Unlike my other Triangle posts I’m going to go a bit more into the images.
Okay the key for all these maps is:
Yellow- Whites
Brown- African Americans
Green- Asians- usually Chinese
Blue- Government facilities, if filled with brown- Black school
Purple- Commercial property
1880 drawing map of Truxton Circle NW
This is where black and white residents lived in the northwest part of what is now known as Truxton Circle in 1880. It is a mostly white and lightly populated neighborhood.

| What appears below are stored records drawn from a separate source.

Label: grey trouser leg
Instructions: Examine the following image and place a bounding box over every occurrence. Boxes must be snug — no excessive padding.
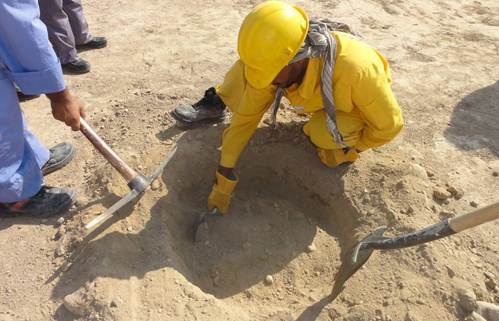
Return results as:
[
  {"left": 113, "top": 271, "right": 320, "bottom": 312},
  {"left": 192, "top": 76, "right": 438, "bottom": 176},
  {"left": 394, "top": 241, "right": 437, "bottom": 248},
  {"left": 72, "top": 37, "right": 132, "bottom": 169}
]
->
[
  {"left": 63, "top": 0, "right": 92, "bottom": 45},
  {"left": 39, "top": 0, "right": 92, "bottom": 64}
]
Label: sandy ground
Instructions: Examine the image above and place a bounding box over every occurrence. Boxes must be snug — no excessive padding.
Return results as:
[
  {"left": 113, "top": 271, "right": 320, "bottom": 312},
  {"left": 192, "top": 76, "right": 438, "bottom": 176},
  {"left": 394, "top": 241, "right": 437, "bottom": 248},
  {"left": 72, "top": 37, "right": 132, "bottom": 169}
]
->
[{"left": 1, "top": 0, "right": 498, "bottom": 320}]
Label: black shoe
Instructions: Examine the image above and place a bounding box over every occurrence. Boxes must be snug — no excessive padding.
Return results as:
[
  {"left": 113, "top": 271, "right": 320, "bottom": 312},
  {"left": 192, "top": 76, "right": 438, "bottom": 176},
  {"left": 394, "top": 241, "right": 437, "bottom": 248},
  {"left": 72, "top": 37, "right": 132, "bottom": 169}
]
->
[
  {"left": 17, "top": 91, "right": 40, "bottom": 102},
  {"left": 0, "top": 186, "right": 76, "bottom": 218},
  {"left": 170, "top": 87, "right": 226, "bottom": 126},
  {"left": 77, "top": 36, "right": 107, "bottom": 50},
  {"left": 62, "top": 58, "right": 91, "bottom": 75},
  {"left": 42, "top": 142, "right": 76, "bottom": 176}
]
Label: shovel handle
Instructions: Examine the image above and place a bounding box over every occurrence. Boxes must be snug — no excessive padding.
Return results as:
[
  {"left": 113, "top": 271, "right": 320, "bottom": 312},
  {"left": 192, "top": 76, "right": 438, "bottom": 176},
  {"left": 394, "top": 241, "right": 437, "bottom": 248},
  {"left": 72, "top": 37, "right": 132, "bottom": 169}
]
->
[
  {"left": 449, "top": 201, "right": 499, "bottom": 233},
  {"left": 79, "top": 117, "right": 138, "bottom": 182},
  {"left": 360, "top": 201, "right": 499, "bottom": 251}
]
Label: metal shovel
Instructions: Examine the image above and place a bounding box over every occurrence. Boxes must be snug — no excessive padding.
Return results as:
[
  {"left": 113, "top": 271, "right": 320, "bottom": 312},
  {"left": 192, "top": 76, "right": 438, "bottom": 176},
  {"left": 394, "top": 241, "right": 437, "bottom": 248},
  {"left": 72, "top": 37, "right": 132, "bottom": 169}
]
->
[
  {"left": 330, "top": 201, "right": 499, "bottom": 300},
  {"left": 79, "top": 117, "right": 176, "bottom": 232}
]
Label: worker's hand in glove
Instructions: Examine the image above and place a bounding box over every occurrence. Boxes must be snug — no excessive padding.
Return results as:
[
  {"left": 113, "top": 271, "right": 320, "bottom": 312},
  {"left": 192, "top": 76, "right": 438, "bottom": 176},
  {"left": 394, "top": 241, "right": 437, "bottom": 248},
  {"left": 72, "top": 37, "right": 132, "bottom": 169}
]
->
[
  {"left": 207, "top": 170, "right": 238, "bottom": 214},
  {"left": 47, "top": 88, "right": 86, "bottom": 131},
  {"left": 317, "top": 148, "right": 359, "bottom": 168}
]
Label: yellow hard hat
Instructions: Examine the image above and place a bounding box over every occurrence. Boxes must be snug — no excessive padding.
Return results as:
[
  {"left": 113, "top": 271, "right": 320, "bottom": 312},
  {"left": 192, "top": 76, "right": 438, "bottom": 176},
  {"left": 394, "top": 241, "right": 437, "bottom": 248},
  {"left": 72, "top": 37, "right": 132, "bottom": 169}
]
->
[{"left": 238, "top": 1, "right": 309, "bottom": 89}]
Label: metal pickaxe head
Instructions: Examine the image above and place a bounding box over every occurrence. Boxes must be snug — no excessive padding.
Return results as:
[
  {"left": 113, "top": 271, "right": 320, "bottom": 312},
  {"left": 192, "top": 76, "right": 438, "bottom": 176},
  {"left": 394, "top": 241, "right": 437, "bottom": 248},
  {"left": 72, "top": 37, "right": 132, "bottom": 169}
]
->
[{"left": 79, "top": 118, "right": 176, "bottom": 233}]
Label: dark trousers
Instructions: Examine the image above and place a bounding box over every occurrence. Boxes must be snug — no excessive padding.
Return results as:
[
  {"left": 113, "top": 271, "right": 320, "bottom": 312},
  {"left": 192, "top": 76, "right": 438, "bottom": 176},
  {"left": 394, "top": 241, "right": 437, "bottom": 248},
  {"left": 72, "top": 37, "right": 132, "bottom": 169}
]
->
[{"left": 39, "top": 0, "right": 92, "bottom": 64}]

1900 drawn map of Truxton CircleSo these maps are based on the US Census and the 1890 census got burned so, there is no 1890 map. So by the time 1900 rolls around as seen above there have been some big changes. There has been more development, more housing and businesses, and there is a hospital between N St and New York Avenue. Langston and Slater appear over on the unit block of P Street. So students who were not served by the white school on 3rd St, have options. The Black/White population looks kinda even, but it isn’t. The TC is still a majority white neighborhood.

In 1910 the neighborhood has filled many of it’s empty spaces with white households, which is still the majority.

You can’t see it from the map but the African American population is growing. A bit crowded in the units they occupy, but growing. 1920 is the last year the non-Black population is the majority. By 1920 three more schools for African Americans appear. And then Boom.

1930!

This is where the neighborhood finally becomes the historically Black neighborhood we all know and love.

Yes, 1940 looks different. What is brown looks purple. As you can tell this map was made at a different time. It was made quickly and specifically for the exhibit, and thus, not as good as the others. As 1940 was the last open Census available where I could say what racial group lived at what particular address, this is the last map.